İkincisi: SPD sürekli asgari ücreti öne çıkarıyor. Sol Parti’nin yıllardır dile getirdiği bu talebin SPD tarafından da gündeme getirmesi olumlu. Ancak bunun gerçek politikada karşılığı olmalı. AB çapında yıllardır neoliberal doğmaları savunan, Almanya’yı Avrupa’nın en büyük düşük ücretli iş ülkesi haline getiren SPD’nin bunları söylemesi hiç bir şekilde inandırıcı değil. Avrupa çapında güvencesiz çalışmanın artık frenlenmesi gerekiyor. Sürekli daha fazla insanın kısa süreli iş anlaşmalarıyla, kiralık işlerle çalışması kabul edilemez. Bu konuda gerçekten değişiklerin yapılması gerekiyor.
Diğer taraftan AB sürekli militaristleştiriliyor…
Evet. Merkel, Kramp-Karrenbauer ve Macron sürekli “savunma birliği”nden söz ediyorlar. Ancak kastedilen militarist bir birlikten başkası değil.

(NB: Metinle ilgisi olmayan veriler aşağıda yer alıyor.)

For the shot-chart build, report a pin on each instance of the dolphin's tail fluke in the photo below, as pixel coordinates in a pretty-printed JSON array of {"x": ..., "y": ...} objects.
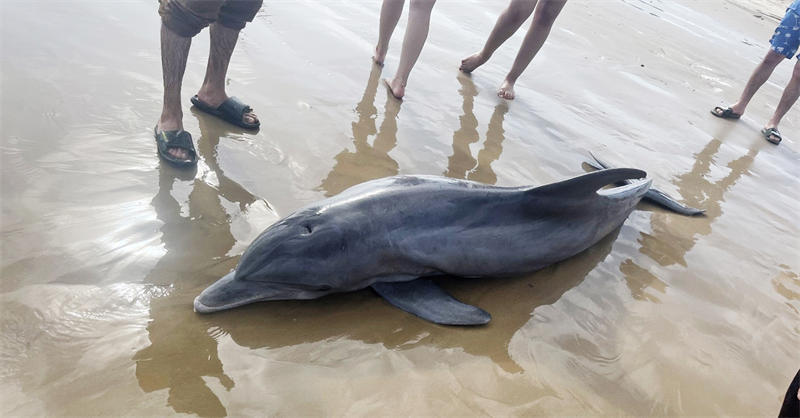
[{"x": 653, "y": 195}]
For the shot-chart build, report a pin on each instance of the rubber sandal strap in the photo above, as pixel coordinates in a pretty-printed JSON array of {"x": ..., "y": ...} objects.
[
  {"x": 772, "y": 132},
  {"x": 175, "y": 139}
]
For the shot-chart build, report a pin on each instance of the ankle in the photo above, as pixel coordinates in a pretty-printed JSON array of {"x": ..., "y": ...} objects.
[
  {"x": 211, "y": 94},
  {"x": 171, "y": 122}
]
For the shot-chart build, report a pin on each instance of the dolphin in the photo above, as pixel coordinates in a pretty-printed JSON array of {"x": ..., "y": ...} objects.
[{"x": 394, "y": 234}]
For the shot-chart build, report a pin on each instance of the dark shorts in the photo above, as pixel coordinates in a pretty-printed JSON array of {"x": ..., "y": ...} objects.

AP seçimleri öncesinde AB’nin geleceği, özellikle de Brexit dolayısıyla tartışılıyor. Sol Parti AB’nin geleceği konusundaki tartışmalara ne diyor?
Her şeyden önce Brexit üzerine konuştuğumuzda, nedenleri üzerine de konuşmamız gerekiyor. Eğer çalışılan yerde eşit işe eşit ücret olsaydı belki bunlar yaşanmazdı. İngiliz ve göçmen emekçiler karşı karşıya getirildi. Büyük partilerin, özellikle de muhafazakarların vizyonu, – buna SPD, Yeşiller ve FDP’yi de dahil etmemiz gerekiyor- askeri bir birlik üzerine kurulu. Bu nedenle “savunma birliği” diyorlar. CDU Genel Başkanı Kramp-Karrenbauer AB’nin vizyonunu “büyük uçak gemisine” benzetti. Almanya ve başka ülkelerde insanların bu gelecek vizyonuna inanacağını sanmıyorum.
Bir tarafta silahlanma diğer taraftan ise sosyal destek projelerinden kesintiler söz konusu. Bir taraftan savunma adına insansız savaş uçakları, otomatik silah sistemi, Pesco için milyarlar ayrıldı, diğer taraftan 6,5 milyar Euro Avrupa çapında köprü ve otobanların panzerlerin geçişi için stabil hale getirilmesine ayrıldı. Biz sürekli bunun yanlış bir yol olduğunu söylüyoruz. Daha fazla silahlanma, dünya çapında daha fazla güvensizlik anlamına geliyor. Bu parayla uluslararası düzeyde daha fazla demiryolu inşa ederek insanların rahat ve ucuza seyahat etmesi sağlanabilir. Ayrıca daha temiz bir çevre için harcanabilir.
Parlamentoda AB bütçesinden yılda 7 milyar Euro’nun askeri alana ayrılmasına karşı çıkacağız. Bu paranın yarısının dünya genelindeki akut açlıkla mücadele için kullanılmasını öneriyoruz.
Sol Parti içerisinde AB’nin geleceği konusunda bir tartışma sürüyor mu? Hangi yaklaşımlar var?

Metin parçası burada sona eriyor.